あながち冗談でもない。 目の前にはかの『六連』が、映っていた。
「は、、はははははは!」
思わず笑いが漏れた。
『バッタ、射出』
ウィンドゥの出現と同時、バッタが排出。
ようやく捕らえた映像には、『六連』の華々しい活躍が映っている。
全く、愉快極まりない。
「出るぞ」
機動兵器には、戦艦で対処しづらい。
それに、わざわざ地獄から出張ってきている彼らに申し訳ない。
そんな思いつきに笑う。
……うん?
「…………」
ふと気がつくと、ラピスがこちらをじっと見ている。
「何だ?」
「いや、いい」
ラピスが答える。
「元気が出たのなら、いい」
頭を捻る。
相棒の言うことは、いまいち良くつかめなかった。
格納庫に向かう。
鎧を纏い、これから起こるはずの戦いに高揚し、心臓が高鳴っているのが解る。
さぁ、行こう。 行こう。 行こう。 行こう!
宇宙へ飛び出す一瞬、ふと完全に忘れていた事柄を邂逅する。
全く。
ひどいのは俺か。
そんな解りきっている事柄を思い、後は完全に『アキト』の記憶を捨てた。
センサーは役に立たず、立つのは完全にモニターのみか。
『傀儡舞』
こちらからの射撃を不規則な動きで交わす『六連』を見ながら、高揚に身を任せた。
さぁ―――楽しもう!
* * *
『敵影無し』 『撤退、もしくは殲滅したものと推定』 『お疲れ様』
「はぁ....はぁ....はぁぁぁ」
呼吸を整える。
先程までの高揚感が消え去り、何か、ぽっかりと胸が開いたかのようだった。
「疲れたな」
本当に、ものすごく疲れた。
いつもの闇に委ねながら、このまま眠ってしまいたいとさえ思う。
「お疲れ様、アキト」
ラピスが、淡々と言った。
「お疲れ様、ラピス」
言葉を返し、
「帰還する」
己の母艦へと機体を動かす。
――――ああ、会いたいなぁ。

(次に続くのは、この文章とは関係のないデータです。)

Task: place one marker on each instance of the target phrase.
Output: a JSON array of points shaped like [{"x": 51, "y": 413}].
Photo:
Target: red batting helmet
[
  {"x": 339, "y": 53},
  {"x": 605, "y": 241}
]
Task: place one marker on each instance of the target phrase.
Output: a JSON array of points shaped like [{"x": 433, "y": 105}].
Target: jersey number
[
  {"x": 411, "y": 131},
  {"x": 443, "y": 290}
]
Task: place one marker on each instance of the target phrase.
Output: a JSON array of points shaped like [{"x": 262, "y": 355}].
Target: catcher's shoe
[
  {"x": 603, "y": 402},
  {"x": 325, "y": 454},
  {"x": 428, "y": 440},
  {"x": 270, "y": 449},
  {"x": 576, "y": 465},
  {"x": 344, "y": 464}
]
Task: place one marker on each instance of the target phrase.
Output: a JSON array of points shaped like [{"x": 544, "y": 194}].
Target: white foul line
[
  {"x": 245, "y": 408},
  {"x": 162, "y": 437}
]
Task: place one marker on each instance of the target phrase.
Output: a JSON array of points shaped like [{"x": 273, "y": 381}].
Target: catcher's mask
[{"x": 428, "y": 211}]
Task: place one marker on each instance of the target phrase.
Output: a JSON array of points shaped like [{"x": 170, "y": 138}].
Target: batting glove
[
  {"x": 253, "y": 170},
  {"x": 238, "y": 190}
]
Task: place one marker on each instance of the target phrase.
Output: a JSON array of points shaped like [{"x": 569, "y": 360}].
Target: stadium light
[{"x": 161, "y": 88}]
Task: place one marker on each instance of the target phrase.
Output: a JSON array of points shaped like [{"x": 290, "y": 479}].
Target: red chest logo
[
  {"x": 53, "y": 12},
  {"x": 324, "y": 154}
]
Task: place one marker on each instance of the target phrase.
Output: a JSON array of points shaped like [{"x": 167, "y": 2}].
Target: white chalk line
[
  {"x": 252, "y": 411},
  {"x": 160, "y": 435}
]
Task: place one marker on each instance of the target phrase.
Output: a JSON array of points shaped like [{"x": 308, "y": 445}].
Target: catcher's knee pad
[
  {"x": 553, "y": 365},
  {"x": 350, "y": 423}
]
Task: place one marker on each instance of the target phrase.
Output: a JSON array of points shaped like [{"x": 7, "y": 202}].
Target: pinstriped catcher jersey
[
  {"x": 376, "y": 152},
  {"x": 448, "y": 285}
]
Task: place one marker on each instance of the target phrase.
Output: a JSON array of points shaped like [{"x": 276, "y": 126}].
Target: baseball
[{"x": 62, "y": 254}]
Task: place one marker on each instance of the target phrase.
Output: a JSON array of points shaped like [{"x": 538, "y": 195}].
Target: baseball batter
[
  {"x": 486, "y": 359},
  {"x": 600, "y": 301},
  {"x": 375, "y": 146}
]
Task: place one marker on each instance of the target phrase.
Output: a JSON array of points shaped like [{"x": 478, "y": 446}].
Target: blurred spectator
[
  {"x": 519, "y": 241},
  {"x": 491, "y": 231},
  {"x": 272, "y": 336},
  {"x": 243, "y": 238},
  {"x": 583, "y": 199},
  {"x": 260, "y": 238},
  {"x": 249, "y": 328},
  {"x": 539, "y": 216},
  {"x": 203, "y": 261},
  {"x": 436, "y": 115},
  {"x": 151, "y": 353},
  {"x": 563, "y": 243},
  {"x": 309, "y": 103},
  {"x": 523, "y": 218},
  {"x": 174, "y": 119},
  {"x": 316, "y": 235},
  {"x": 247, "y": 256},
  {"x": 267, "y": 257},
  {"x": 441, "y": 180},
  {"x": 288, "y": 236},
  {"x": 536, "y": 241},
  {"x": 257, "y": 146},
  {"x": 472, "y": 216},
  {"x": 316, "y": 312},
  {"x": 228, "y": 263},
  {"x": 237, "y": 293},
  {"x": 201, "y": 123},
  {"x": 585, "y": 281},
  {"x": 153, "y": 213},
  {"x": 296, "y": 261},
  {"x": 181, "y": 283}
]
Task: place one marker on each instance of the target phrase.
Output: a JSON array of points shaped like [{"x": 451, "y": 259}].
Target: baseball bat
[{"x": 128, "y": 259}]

ユリカ。
そんな、日々。
後書き
ごきげんよう。旅人です。
ナデシコという作品が公開されてから随分と月日が流れました。
あれからアキトはどうなったのだろうかとか。 ルリルリはアキトを追いかけるのだろうかとか。
これも、そんな妄想に溢れたエピソードでしたが、楽しんで貰えたら幸いです(ぉw
では、また別の話で会いましょうw
代理人の感想
読み終えた後、思わず笑みが浮かんでました。
おかしいんでも苦笑でもなく、ただ好もしいというだけの笑み。